The first piece I have included here, is an insight into my mind, and how it works sometimes. It’s called Feeling Dissonant, and it was written after I returned to work after a short spell in hospital after a Bi-Polar relapse. I remember sitting in work at my desk, and there being a lull in between calls coming through to my headset. It sums up my experience of being in hospital, and then having to re-join society.
Cast back into society having been released from a woven net of thoughts and feelings, flowing as fast as a river, sea or ocean and then crashing against a pile of jagged rocks, and crumbling shingles on a cluttered beach. Released from a room with four walls, a bed, a bedside table. A bed you have to make yourself, although you had been deemed as ‘unwell’. A feeling of resentment building, as they have staff to make the beds, and you’re well and truly not staff at all, despite other patients asking whether you are.

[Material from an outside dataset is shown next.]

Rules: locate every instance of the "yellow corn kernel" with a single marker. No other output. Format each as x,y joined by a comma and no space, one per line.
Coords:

A daily routine of getting up, bathing, getting dressed and eating three square meals a day, a routine that’s drilled into you over three weeks, three months, or even six. Depending on however long they see fit for you. Snacking in between meals from the vending machines, and pacing up and down the wards with boredom, as you are stuck behind a locked door. You have no key of your own and you can’t go out on your own. Still not sure after all these years whether the world and its oyster views you as dangerous to them, or do you see the world, as how shall I put it, completely deadly?
Deadly, death, decay and dying. Snakes and ladders, and games of the mind. Memoirs of a happy childhood stored on a floppy disk, corroded in a house flood long ago, with pictures and memories of happy times, brimming with the promise of a bright future.
The second piece is a poem which conveys the internal struggle I’ve had with myself over my biological clock and not being able to secure IVF funding, regretting past events in my life, and a missed opportunity of being a mother. Again, this poem was written during my return to work, but only saw the light of day when read aloud in a Creative Writing group I attended, for well-being and as part of the Learn To Grow project in my home town.
Tick, tick, tick,
Is the soundtrack
To my biological clock.
Sometimes it’s sweet
Other times it’s sour
All depending on the day
And often the hour
Longing for children of your own
Sometimes regretting times gone past
Ifs, buts and maybes
Of what could have been
If the life inside had a chance to breathe
Twisting, turning paths in the years gone since
Always wondering just what I’ve missed.
I’ve reached a point in my life, where I no longer feel broody when I see new-born babies, or have an overwhelming desire to procreate. That doesn’t mean I’ve ruled out the possibilty of having a life-long companion in the shape of a fur-baby, preferrably a dog as opposed to a cat. Signing off for now cyberspace, and I will no doubt be back in a couple of weeks with another update with life, its ups and its woes.